WASHINGTON – Holiday traditions for the Zeil family include baking cookies, decorating the Christmas tree and taking a leisurely drive past twinkling scenes of Santa playing ice hockey.
For the past four years, Cheryl Zeil and her three young children have piled into the minivan at the holidays and driven to the Winter Festival of Lights in Largo. There, the Upper Marlboro family marvels at the nearly 500,000 glittering lights that transform Watkins Regional Park into glowing holiday postcard of leaping reindeer and kissing gingerbread figures.
“It’s a great place to bring the kids, they just love it,” said Zeil, whose children attend summer day camps at the park and ride bikes there in the fall. “It gets bigger each year.”
They are not the only ones. Holiday lights displays around the state drew more than 400,000 visitors last year, said organizers, who expect the number to increase this season.
The displays, which began about 15 years ago, can now be found in every part of the state and have fast grown into a modern tradition for some families.
“When I was growing up my family used to look at the window displays,” in stores, said Rachel Miller, associate director of annual giving at Howard County General Hospital. “This (light display) is taking the place. It has become a family tradition.”
That newfound tradition can mean thousands of dollars for organizations like Miller’s that sponsor many of the elaborate light displays.
The Symphony of Lights in Columbia has raised over $600,000 for Howard County General Hospital since it started eight years ago, Miller said. This season’s proceeds have been earmarked toward construction of a hospital wing with delivery, neonatal intensive care and pediatric units.
The Maryland-National Capital Park and Planning Commission, which sponsors the Watkins Regional Park light show, asked for donations of canned goods and collected 864 cases of food for local food pantries last year, said Kathy Garrity, area specialist for the park commission. But park officials are worried that that number may fall this year, the first year the commission has charged admission to Watkins Regional Park.
For most others around the state, however, business is booming.
In its first weekend this year, for example, Ocean City’s Winterfest of Lights saw a 23 percent increase in visitors over the first weekend of last year, said Donna Abbott, media services manager for Ocean City.
The drive-through festivals can be more than two miles in distance and contain tons of light displays, each which can cost as much as $250,000, said Catherine Lankewicz, sales and marketing assistant at Carpenter Decorating in Hickory, N.C. Her firm has worked on festivals in Columbia, Gaithersburg and Ocean City.
Lankewicz said sales boomed when the festivals took off about 10 years ago, but business has tapered off as exhibitors have stocked up on displays, which last for years.

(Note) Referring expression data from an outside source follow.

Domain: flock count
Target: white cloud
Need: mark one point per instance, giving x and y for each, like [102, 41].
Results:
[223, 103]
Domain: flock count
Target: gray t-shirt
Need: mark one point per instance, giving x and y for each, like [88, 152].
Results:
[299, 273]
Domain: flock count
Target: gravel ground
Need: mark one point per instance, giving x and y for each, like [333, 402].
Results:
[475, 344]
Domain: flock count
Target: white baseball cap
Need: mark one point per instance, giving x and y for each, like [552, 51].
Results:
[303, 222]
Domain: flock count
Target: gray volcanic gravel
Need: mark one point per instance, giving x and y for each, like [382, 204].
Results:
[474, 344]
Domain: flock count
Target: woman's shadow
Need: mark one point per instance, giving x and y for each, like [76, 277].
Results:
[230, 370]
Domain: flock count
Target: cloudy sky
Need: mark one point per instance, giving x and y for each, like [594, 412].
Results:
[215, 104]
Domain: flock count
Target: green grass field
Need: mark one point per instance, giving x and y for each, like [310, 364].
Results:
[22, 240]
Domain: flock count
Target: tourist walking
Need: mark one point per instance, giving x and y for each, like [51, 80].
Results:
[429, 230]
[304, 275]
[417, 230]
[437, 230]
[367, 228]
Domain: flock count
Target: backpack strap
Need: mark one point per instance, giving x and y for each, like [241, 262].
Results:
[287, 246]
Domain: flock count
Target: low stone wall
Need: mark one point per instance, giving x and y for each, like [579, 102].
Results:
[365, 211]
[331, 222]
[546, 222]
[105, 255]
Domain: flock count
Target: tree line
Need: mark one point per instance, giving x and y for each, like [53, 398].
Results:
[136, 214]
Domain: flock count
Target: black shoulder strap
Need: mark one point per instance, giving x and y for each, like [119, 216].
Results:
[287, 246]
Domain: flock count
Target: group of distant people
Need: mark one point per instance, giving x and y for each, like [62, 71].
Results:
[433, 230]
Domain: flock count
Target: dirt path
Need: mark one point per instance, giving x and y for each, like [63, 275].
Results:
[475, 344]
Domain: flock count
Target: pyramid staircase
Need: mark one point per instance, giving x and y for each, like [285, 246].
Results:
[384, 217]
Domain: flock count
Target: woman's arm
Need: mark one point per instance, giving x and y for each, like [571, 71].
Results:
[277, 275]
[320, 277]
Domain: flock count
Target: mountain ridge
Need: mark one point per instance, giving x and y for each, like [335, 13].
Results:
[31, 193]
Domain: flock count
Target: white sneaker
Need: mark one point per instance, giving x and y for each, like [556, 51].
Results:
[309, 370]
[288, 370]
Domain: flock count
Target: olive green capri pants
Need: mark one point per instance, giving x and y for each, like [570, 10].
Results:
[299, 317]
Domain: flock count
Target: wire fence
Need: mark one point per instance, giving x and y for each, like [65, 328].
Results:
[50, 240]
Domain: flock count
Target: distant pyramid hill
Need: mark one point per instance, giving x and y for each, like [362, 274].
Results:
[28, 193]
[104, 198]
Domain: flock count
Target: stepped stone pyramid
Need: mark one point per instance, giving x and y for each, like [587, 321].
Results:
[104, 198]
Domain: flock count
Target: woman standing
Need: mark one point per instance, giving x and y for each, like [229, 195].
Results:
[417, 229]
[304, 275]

But many local organizers said they are still growing.
“It is our intent that the festival get bigger and brighter every year,” said Elizabeth Poole, coordinator of the Winter Lights Festival at Seneca Creek State Park in Gaithersburg.
The Winter Festival of Lights in Watkins Regional Park began as a small trail of 25,000 lights and a 25-foot Christmas tree. Today, it has 65 displays, with more than a half-million lights and a 56-foot tree, said Rick Paquin, head electrician for the display since it opened.
The Prince George’s County tour includes both static and animated displays — Santa stuffing a basketball, reindeer leaping over the roadway and toy soldiers smartly saluting. The light displays include typical holiday scenes as well as the less traditional, such as a snapping crocodile or county, state and U.S. flags.
Visitors cruise slowly through the 2.5-mile course listening to messages and soft Christmas tunes through their car radios on a locally broadcast channel, something that several of the tours offer.
For the Zeils and other families throughout the state, the festivals represent a new tradition for a new generation.
“Our general sense is that people are looking for family-oriented events,” said Miller.